A new unmarketed group, the benzodioxines, epitomized currently by eltoprazine, also has actions linked to serotonin 1A or 1B- but likely serotonin 1A in man because 1B receptors probably do not exist in primates. This may be the group of the future.
Additionally, lithium cation is commonly used in similar populations for affective illness and aggression has serotonin 1A agonist effects. Lithium's action may be diverse but its use in non-bipolar elderly patients is limited by toxicity.
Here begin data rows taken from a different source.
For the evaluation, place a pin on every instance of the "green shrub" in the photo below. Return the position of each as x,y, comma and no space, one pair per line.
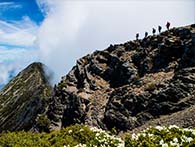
84,136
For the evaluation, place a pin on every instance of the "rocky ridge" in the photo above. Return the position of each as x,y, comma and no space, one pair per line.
128,85
23,98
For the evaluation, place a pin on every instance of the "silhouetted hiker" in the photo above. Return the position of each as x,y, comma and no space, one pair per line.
159,29
137,36
146,34
153,31
168,25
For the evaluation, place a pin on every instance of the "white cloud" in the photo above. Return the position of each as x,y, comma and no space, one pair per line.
22,33
74,28
17,47
8,5
14,60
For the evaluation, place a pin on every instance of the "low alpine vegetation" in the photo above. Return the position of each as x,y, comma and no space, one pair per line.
85,136
158,136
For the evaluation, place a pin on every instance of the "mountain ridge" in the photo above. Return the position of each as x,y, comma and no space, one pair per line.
127,86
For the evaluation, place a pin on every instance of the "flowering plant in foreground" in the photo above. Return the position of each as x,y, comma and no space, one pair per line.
158,136
85,136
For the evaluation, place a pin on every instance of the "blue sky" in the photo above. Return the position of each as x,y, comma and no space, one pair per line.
58,32
15,10
19,21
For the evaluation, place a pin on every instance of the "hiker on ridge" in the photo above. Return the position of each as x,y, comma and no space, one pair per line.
159,29
146,34
153,31
137,36
168,25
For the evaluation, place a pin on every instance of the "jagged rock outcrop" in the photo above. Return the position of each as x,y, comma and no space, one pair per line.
23,98
130,84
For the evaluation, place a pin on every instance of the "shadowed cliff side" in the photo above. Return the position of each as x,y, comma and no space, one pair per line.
127,85
23,98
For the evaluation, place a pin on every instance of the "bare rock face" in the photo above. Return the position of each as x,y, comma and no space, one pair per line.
127,85
23,98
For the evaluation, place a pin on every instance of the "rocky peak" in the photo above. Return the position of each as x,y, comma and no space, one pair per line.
23,98
127,85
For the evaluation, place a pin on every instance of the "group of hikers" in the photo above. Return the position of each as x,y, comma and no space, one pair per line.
154,30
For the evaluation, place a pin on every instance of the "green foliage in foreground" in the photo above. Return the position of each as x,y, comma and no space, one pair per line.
84,136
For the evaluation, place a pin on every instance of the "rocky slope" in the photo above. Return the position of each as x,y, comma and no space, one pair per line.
129,85
23,98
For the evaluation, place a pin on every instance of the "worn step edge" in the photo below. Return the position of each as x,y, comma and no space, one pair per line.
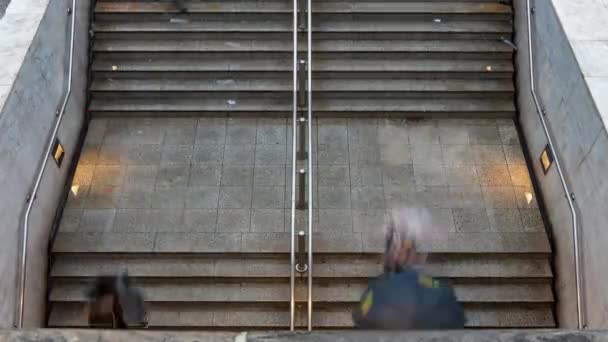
279,243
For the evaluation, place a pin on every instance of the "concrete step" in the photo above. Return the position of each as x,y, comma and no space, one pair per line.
186,44
181,290
118,65
494,10
460,243
147,106
197,316
282,23
325,266
464,87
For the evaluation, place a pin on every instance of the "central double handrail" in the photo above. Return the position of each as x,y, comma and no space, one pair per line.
295,120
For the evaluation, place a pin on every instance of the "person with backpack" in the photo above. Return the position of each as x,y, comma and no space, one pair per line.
403,297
Animal models of aggression suggest the azapirones are potent anti-aggressive agents. This should be via components of their specific serotonin 1A partial agonist effects. Irritability is an early target symptom of response with buspirone in generalized anxiety disorder possibly implying persistent low-dose effects. The advent of the azapirones has been a significant advance and may exemplify the neuromodulating roles played by varying doses of drug impinging on a specific receptor, in this instance serotonin 1A. The azapirones are potent anti-aggressive and anti-anxiety agents in animal models probably via components of their specific serotonin 1A effects. Irritability is an early target symptom of response with low-dose buspirone in generalized anxiety disorder.
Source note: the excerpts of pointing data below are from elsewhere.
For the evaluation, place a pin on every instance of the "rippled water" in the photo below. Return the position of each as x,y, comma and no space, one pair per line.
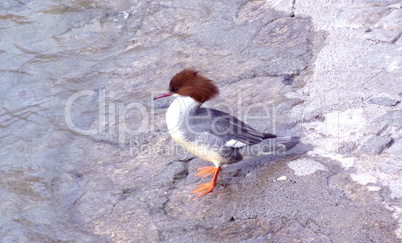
78,135
50,50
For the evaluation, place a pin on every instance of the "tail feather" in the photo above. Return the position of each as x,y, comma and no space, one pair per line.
268,135
288,142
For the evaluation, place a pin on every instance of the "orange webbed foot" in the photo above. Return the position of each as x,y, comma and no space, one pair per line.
206,171
205,188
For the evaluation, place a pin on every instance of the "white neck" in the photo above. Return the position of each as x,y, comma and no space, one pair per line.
180,108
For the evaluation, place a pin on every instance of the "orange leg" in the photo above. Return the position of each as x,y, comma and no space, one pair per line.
203,189
206,171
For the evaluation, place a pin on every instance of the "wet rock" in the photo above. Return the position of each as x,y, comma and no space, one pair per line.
301,66
383,101
298,233
396,148
376,145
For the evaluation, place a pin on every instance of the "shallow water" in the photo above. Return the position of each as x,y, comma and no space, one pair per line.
50,50
84,151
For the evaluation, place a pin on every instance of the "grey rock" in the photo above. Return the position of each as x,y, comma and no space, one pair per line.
376,145
396,148
383,101
286,65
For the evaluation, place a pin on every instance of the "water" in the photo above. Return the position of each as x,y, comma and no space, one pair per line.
50,50
84,152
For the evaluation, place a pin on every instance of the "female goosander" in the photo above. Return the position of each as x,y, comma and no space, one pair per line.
210,134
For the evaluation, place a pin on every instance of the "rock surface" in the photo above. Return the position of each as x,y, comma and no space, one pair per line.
85,151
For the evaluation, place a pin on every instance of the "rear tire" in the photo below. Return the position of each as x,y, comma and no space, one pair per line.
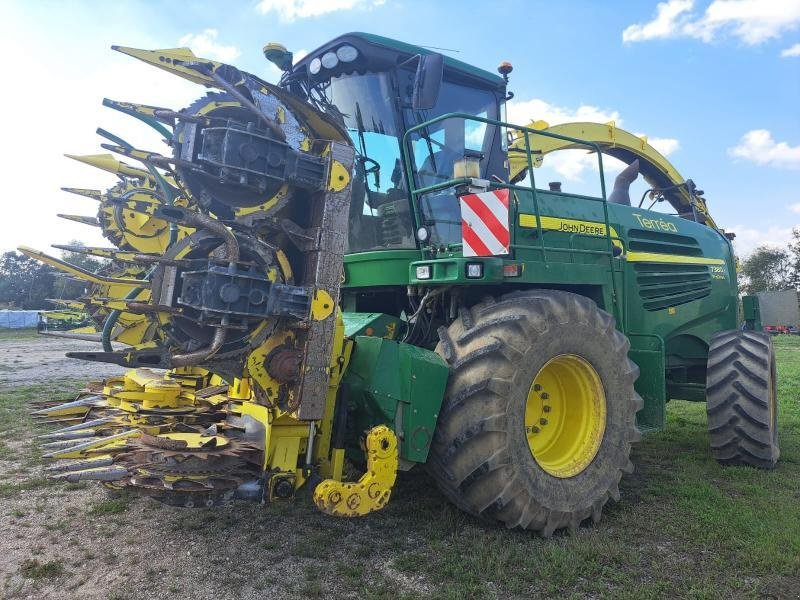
742,401
482,457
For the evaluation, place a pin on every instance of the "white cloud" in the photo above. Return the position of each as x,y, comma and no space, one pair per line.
751,21
291,10
750,238
759,147
205,45
91,72
670,17
791,51
665,146
571,164
525,111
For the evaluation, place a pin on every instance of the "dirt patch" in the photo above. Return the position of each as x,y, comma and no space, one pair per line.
685,527
28,359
In our earliest study, open experience suggests a biphasic dose effect for buspirone: Low doses of buspirone (15-25 mg per day) were effective after a few days in alleviating irritability, anger and hostility without associated significant anxiety in nine successive inpatients (p<0.001, but many inpatients improve with milieu) and a further 11 outpatients. Higher doses such as 60-90 mg per day almost immediately greatly relieved manic irritability, agitation, restlessness and mood lability in ten subjects. If real, these two effects can be explained in a unified serotonin theory. Subsequently, our database has enlarged enormously both for low and high dose buspirone and we have a series with geriatric patients as well. This data requires adequate controlled studies as buspirone as the only marketed azapirone is approved for use only in anxiety and mixed anxiety depressive states.
The use of selective serotonin re-uptake inhibitors for anger is controversial at best. Fluoxetine because of its long half life could be argued to be absolutely contra-indicated in the geriatric context. Sertraline and paroxetine are unproven but may have a place in the retarded depressive who exhibits episodic anger. However, because of their non-specific serotonin receptor effects the theoretical potential for paradoxic reactions (which can also rarely occur with buspirone) should be noted. Trazodone may be the most logical antidepressant in geriatric agitated depressives, but hypotension should be watched for by giving the lowest possible doses.
Geriatric psychopharmacology should be seen as an important adjunct to behavioral interventions in both episodic conditions such as agitation and irritability as well as in more chronic impairments like dementia and depression. In this regard we have recently developed a promising measure to monitor inpatients, the Problem Behaviors Rating Scale, which has been particularly adapted for geriatric use.